We remark, however, that such a method has been constructed for indefinite matrices in [19], based on inner products, defined by the matrix

$$\displaystyle{\mathcal{D} = \left [\begin{array}{cc} \hat{M} -\hat{ M}_{0} & 0 \\ 0 &S_{0} \end{array} \right ],}$$

where \(\hat{M}_{0}\) is an approximation of \(\hat{M}\), such that \(\hat{M}_{0} <\hat{ M}\) and \(S_{0} <\hat{ B}\hat{{M}}^{-1}\hat{{B}}^{T}\) is an spd approximation of the Schur complement matrix for the two-by-two block system \(\left [\begin{array}{cc} \hat{M}&\hat{{B}}^{T} \\ \hat{B} & 0 \end{array} \right ].\)This makes the matrix \({\left [\begin{array}{cc} \hat{M}_{0} & 0 \\ \hat{B} & - S_{0} \end{array} \right ]}^{-1}\left [\begin{array}{cc} \hat{M}&\hat{{B}}^{T} \\ \hat{B} & 0 \end{array} \right ]\) self-adjoint with respect to that inner product. The drawback of the method is the need to properly scale the approximation \(\hat{M}_{0}\) to satisfy \(\hat{M}_{0} <\hat{ M}\), and furthermore, \(\hat{M}_{0}\) must be fixed, i.e. cannot be implicitly defined via variable inner iterations.

In our case, the corresponding preconditioning matrix defined in Sect. 2 satisfies \(\hat{M}_{0} >\hat{ M}\), but there is no need to scale it.
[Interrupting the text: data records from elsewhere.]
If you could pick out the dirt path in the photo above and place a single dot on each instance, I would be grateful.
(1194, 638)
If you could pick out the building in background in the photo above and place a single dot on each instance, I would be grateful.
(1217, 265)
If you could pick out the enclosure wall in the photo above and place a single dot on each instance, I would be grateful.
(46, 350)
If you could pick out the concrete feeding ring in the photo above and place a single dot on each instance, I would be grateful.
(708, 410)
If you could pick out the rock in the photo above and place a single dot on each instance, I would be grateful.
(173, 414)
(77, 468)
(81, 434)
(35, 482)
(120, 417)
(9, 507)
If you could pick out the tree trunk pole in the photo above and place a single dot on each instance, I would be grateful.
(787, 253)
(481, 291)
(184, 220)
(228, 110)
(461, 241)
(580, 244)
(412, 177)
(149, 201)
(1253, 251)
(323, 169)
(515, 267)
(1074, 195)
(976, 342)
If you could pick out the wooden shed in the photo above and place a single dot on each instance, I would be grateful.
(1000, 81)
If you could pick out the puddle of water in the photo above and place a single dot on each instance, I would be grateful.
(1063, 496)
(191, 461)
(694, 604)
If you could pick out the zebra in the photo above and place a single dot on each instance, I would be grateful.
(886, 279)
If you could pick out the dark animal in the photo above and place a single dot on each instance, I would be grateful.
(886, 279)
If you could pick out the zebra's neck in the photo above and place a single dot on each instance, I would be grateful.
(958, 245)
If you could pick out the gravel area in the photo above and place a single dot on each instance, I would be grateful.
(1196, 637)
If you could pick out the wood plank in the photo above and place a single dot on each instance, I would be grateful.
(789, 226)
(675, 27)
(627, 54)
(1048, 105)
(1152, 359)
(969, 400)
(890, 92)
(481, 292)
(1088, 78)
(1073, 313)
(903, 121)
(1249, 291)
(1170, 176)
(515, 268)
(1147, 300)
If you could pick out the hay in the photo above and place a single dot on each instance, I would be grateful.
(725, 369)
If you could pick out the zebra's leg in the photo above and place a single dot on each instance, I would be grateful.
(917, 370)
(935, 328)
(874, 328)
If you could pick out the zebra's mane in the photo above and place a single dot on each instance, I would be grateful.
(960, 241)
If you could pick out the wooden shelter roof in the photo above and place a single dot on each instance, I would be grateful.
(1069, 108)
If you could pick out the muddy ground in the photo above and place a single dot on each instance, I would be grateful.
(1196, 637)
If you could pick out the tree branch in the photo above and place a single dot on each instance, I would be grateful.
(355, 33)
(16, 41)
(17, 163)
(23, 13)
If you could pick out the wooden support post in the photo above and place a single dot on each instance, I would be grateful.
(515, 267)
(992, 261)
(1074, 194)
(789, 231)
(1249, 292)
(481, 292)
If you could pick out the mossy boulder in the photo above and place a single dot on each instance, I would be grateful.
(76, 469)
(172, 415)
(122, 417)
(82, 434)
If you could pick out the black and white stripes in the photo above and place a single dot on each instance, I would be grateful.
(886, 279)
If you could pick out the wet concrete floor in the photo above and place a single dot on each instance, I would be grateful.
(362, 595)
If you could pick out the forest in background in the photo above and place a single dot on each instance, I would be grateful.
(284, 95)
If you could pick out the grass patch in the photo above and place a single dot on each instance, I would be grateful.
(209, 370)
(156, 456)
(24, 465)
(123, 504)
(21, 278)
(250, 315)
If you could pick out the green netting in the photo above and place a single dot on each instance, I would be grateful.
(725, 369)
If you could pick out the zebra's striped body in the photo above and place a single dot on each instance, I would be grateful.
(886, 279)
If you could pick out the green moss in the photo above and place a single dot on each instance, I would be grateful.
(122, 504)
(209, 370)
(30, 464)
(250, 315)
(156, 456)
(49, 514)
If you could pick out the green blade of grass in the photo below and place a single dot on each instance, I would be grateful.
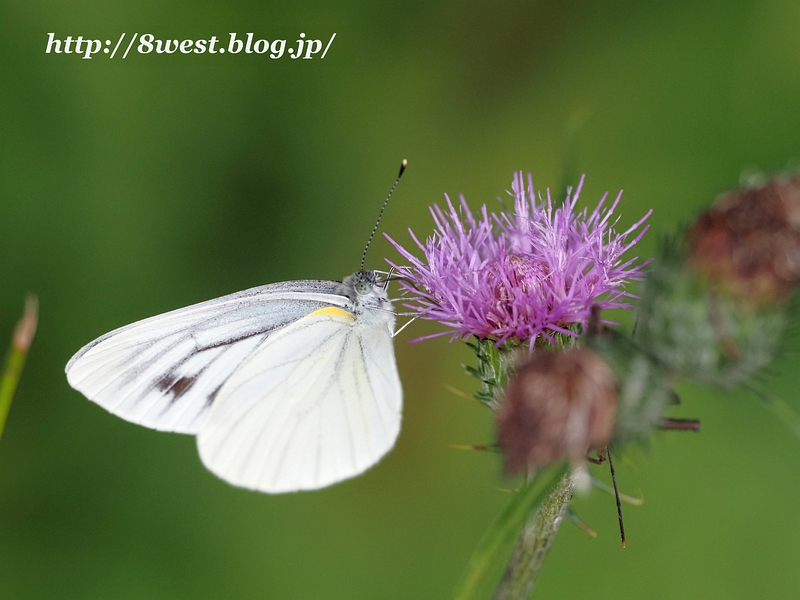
(20, 344)
(504, 531)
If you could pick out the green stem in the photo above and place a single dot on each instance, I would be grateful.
(20, 343)
(533, 543)
(500, 536)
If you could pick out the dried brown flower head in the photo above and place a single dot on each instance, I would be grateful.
(557, 405)
(749, 242)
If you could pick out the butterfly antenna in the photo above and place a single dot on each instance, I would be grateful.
(403, 166)
(619, 506)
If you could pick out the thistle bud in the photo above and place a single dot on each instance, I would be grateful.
(748, 243)
(558, 405)
(714, 310)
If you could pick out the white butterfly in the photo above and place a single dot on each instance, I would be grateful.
(290, 386)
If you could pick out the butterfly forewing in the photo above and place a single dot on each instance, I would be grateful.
(316, 403)
(165, 372)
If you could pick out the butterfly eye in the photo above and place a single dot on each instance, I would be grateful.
(362, 288)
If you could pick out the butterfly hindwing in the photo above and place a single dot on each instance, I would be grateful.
(316, 403)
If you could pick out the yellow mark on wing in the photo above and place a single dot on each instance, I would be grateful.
(335, 312)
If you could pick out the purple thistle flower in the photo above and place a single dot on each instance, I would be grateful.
(531, 273)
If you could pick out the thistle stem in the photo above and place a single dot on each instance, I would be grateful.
(533, 543)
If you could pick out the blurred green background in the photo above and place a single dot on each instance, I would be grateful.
(132, 187)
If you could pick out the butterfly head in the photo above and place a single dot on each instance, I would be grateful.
(366, 291)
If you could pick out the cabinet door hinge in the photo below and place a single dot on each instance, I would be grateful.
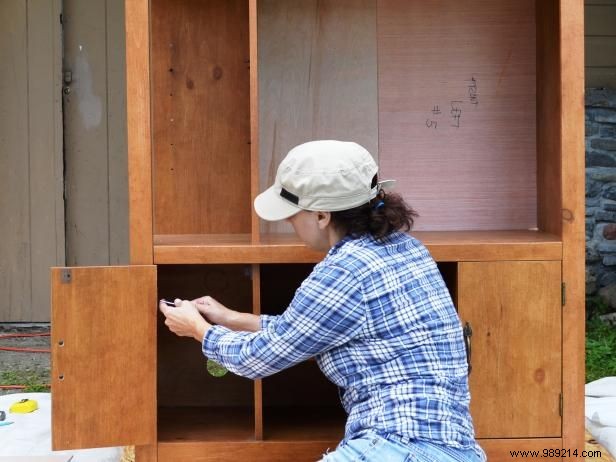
(66, 276)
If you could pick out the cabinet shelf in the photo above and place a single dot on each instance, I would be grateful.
(221, 423)
(287, 248)
(302, 423)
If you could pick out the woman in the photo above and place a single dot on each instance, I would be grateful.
(375, 313)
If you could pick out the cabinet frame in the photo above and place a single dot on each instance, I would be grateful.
(560, 79)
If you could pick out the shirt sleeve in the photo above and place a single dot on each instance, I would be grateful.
(327, 311)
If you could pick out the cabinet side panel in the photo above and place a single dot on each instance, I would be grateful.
(103, 356)
(138, 131)
(201, 116)
(549, 196)
(515, 313)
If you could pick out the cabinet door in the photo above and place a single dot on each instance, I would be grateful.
(514, 310)
(103, 335)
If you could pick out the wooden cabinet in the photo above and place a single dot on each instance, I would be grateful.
(475, 107)
(512, 314)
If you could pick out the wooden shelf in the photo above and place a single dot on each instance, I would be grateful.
(303, 423)
(182, 424)
(287, 248)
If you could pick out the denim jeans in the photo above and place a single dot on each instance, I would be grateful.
(374, 448)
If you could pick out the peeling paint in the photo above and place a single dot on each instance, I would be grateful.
(89, 104)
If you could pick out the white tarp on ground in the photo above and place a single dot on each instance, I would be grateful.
(30, 434)
(601, 412)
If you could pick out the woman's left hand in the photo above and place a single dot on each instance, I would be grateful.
(184, 319)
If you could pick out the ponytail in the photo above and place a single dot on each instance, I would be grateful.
(383, 215)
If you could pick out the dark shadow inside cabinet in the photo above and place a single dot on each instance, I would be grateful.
(299, 403)
(194, 405)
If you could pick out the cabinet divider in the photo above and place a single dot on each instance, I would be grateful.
(254, 116)
(258, 388)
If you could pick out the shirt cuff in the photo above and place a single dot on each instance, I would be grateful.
(266, 319)
(210, 340)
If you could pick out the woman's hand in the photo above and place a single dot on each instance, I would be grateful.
(217, 313)
(214, 311)
(184, 319)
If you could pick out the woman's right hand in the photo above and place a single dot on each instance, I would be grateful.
(213, 310)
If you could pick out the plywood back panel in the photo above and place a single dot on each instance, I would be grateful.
(201, 116)
(457, 110)
(317, 78)
(31, 186)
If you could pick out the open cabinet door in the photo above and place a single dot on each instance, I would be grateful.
(103, 335)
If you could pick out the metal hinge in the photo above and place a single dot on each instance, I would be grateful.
(66, 276)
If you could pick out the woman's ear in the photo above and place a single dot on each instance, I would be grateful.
(323, 219)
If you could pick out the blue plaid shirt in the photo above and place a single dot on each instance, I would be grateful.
(380, 321)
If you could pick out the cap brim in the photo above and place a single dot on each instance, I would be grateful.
(271, 207)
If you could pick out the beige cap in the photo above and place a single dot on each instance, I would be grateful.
(324, 175)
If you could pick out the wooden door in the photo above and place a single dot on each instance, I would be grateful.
(514, 310)
(103, 356)
(95, 133)
(31, 202)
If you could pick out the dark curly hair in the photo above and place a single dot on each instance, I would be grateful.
(386, 213)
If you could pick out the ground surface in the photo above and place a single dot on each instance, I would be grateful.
(24, 368)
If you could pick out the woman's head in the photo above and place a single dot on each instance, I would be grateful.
(339, 178)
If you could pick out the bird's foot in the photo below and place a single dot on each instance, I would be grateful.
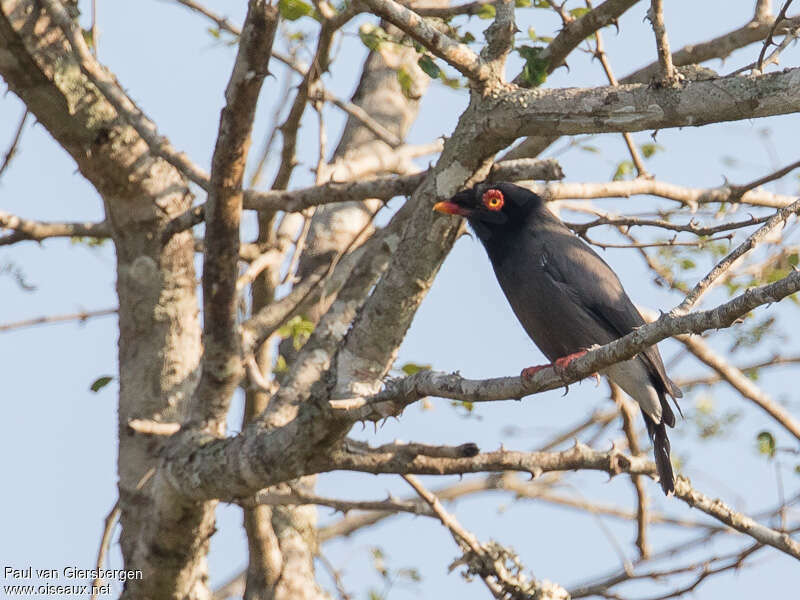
(529, 372)
(560, 364)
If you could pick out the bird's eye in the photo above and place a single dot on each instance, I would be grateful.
(493, 199)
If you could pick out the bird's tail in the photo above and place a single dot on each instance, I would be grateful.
(658, 435)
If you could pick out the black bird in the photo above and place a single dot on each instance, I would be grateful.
(566, 297)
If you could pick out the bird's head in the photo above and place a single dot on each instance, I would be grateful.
(492, 207)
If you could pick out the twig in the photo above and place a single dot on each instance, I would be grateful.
(12, 149)
(106, 83)
(25, 229)
(105, 540)
(690, 227)
(668, 243)
(578, 30)
(488, 561)
(768, 42)
(147, 427)
(656, 16)
(774, 56)
(457, 55)
(383, 187)
(577, 457)
(779, 218)
(82, 316)
(741, 383)
(690, 197)
(222, 368)
(627, 137)
(400, 392)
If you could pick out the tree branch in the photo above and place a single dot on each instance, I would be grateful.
(638, 107)
(457, 55)
(222, 368)
(106, 83)
(25, 229)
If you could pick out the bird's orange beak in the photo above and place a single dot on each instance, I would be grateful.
(451, 208)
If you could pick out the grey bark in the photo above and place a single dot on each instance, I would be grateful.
(159, 342)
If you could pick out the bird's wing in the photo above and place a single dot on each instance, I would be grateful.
(591, 283)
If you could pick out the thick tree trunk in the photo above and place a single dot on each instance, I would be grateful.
(159, 342)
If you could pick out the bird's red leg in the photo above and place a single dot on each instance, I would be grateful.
(529, 372)
(558, 364)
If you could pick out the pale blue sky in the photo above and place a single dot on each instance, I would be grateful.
(59, 439)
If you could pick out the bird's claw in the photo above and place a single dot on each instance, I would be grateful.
(529, 372)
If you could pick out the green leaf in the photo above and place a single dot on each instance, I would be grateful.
(467, 38)
(412, 368)
(88, 37)
(406, 82)
(487, 11)
(430, 68)
(624, 169)
(298, 329)
(535, 71)
(649, 149)
(291, 10)
(451, 82)
(372, 36)
(766, 443)
(101, 382)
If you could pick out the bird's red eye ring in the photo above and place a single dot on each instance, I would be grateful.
(493, 199)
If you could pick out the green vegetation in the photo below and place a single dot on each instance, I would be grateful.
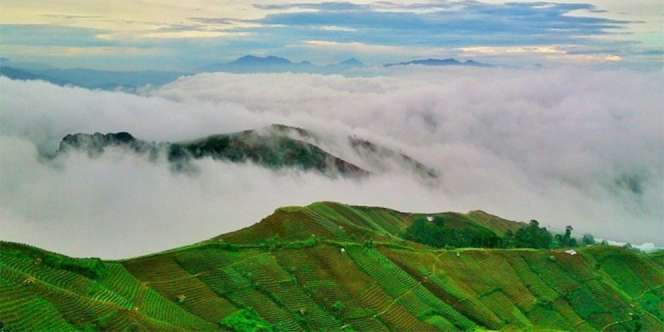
(246, 320)
(334, 267)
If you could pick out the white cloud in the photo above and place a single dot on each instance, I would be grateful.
(562, 146)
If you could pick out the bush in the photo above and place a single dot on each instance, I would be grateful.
(437, 233)
(246, 320)
(533, 236)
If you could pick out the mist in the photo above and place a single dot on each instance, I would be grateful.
(561, 146)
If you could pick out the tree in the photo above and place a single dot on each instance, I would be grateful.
(533, 236)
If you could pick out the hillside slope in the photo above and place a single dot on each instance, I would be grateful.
(330, 266)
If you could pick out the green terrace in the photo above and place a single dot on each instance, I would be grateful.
(334, 267)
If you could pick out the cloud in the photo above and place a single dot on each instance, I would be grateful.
(188, 36)
(561, 146)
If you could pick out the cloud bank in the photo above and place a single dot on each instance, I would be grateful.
(561, 146)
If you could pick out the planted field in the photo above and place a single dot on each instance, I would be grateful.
(355, 272)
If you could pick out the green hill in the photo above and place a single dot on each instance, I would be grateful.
(329, 266)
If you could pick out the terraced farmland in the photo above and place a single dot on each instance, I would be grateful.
(333, 267)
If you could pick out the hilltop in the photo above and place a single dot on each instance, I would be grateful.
(330, 266)
(276, 147)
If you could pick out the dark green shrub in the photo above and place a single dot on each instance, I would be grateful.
(246, 320)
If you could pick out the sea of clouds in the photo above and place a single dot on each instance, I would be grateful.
(564, 146)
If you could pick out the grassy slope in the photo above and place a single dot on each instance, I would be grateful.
(335, 280)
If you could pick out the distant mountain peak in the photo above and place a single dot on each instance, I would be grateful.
(439, 62)
(269, 60)
(351, 62)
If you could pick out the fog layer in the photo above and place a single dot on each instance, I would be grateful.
(561, 146)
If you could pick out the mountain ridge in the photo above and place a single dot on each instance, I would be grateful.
(327, 282)
(275, 146)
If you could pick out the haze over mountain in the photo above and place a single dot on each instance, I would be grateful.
(531, 134)
(275, 147)
(439, 62)
(92, 78)
(274, 64)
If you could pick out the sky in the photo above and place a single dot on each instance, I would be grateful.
(187, 35)
(565, 146)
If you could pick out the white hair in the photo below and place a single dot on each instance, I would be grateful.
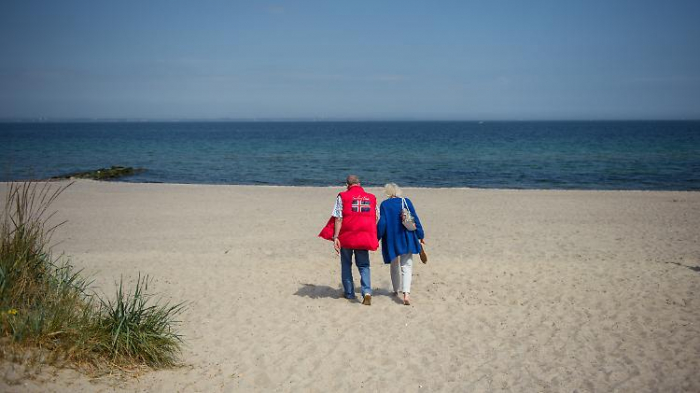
(392, 190)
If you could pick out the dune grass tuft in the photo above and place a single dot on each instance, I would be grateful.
(46, 304)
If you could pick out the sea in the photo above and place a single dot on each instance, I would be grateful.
(600, 155)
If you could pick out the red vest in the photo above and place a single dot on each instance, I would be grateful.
(359, 229)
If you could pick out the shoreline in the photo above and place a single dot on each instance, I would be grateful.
(376, 187)
(529, 290)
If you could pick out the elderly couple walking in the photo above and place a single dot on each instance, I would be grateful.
(357, 225)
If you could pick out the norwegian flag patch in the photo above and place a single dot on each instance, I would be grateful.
(361, 205)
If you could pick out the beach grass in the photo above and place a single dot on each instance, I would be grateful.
(47, 307)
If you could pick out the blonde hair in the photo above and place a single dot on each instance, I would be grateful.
(392, 190)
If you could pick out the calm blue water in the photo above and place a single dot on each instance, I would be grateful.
(554, 155)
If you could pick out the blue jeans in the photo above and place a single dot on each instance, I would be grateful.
(362, 261)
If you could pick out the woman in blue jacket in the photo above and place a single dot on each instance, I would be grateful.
(398, 243)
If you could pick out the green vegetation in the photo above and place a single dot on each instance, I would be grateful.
(102, 173)
(46, 306)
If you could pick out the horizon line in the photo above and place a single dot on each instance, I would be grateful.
(307, 119)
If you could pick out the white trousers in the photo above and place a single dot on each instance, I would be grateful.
(401, 279)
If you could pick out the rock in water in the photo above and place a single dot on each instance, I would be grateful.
(110, 173)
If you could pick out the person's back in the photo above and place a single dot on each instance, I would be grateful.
(398, 243)
(354, 232)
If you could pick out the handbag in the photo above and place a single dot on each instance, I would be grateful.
(423, 255)
(406, 217)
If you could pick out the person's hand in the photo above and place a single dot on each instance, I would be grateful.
(336, 245)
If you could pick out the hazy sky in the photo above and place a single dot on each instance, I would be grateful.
(490, 59)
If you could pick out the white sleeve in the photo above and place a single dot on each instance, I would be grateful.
(338, 208)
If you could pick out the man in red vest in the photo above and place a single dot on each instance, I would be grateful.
(354, 232)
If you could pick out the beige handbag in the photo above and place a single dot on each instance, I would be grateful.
(406, 218)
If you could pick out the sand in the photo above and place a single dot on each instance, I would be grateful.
(525, 291)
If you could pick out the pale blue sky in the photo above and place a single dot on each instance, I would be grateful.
(612, 59)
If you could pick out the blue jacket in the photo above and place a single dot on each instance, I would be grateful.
(396, 239)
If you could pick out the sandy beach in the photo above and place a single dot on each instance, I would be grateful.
(525, 291)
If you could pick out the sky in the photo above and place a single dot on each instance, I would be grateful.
(413, 60)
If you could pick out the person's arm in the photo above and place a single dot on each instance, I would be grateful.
(419, 226)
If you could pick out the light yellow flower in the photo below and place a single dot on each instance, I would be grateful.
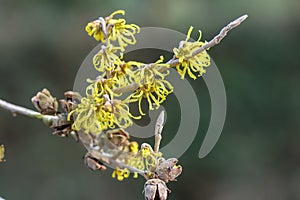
(98, 111)
(152, 85)
(123, 72)
(155, 93)
(120, 31)
(120, 174)
(104, 60)
(94, 29)
(190, 63)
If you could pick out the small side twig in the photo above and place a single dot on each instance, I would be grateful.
(14, 109)
(173, 62)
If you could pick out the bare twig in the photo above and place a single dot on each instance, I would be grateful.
(173, 62)
(14, 109)
(158, 129)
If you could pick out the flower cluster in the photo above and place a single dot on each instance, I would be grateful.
(152, 85)
(144, 160)
(188, 62)
(110, 29)
(97, 111)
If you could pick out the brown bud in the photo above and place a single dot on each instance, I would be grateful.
(167, 170)
(155, 189)
(45, 103)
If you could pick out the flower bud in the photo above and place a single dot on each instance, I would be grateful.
(45, 103)
(155, 189)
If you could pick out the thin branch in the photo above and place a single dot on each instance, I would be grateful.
(173, 62)
(14, 109)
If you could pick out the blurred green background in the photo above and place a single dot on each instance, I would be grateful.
(42, 44)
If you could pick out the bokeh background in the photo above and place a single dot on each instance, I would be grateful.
(43, 42)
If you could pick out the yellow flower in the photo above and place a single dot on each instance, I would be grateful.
(189, 63)
(104, 60)
(133, 147)
(94, 29)
(152, 85)
(123, 72)
(86, 115)
(120, 174)
(121, 32)
(98, 111)
(155, 93)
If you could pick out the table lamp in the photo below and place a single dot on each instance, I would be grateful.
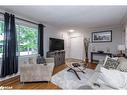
(121, 48)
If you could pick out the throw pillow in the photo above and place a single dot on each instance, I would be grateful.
(111, 63)
(123, 64)
(115, 58)
(114, 78)
(31, 60)
(41, 60)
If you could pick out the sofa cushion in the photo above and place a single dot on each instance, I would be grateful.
(114, 78)
(111, 63)
(123, 64)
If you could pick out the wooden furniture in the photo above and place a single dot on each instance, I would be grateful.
(37, 72)
(59, 57)
(79, 67)
(99, 53)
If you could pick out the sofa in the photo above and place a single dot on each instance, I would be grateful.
(115, 81)
(37, 72)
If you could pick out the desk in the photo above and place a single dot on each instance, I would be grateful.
(99, 53)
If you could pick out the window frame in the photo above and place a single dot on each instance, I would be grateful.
(18, 42)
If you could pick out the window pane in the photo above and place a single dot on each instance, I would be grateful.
(1, 37)
(27, 40)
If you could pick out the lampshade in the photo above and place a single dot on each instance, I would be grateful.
(121, 47)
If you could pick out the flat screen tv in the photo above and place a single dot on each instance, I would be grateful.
(56, 44)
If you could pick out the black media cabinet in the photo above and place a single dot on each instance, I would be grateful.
(59, 57)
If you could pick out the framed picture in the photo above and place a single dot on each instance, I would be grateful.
(102, 36)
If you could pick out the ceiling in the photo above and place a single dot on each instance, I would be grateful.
(72, 16)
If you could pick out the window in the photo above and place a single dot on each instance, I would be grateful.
(1, 37)
(27, 39)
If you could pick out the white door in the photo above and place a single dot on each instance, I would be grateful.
(76, 48)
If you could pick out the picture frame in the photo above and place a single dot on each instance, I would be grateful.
(102, 36)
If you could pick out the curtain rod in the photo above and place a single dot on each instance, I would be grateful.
(23, 19)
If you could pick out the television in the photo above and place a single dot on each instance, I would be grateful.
(56, 44)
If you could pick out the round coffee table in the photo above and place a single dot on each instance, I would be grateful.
(76, 67)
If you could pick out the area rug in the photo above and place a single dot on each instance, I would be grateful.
(68, 80)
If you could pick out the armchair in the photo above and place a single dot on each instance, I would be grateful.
(37, 72)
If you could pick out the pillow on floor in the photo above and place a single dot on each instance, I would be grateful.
(114, 78)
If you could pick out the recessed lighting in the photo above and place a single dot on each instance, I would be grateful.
(71, 30)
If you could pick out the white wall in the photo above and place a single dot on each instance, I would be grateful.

Furthermore, we may apply inner iterations for this preconditioner and also for the Schur complement matrix, hence the corresponding matrix \(\hat{M}_{0}\) is in general not fixed so the above inner product method is not applicable.

The presentation of block-triangular factorization preconditioner and approximations of the arising Schur complement preconditioners with numerical tests will be devoted.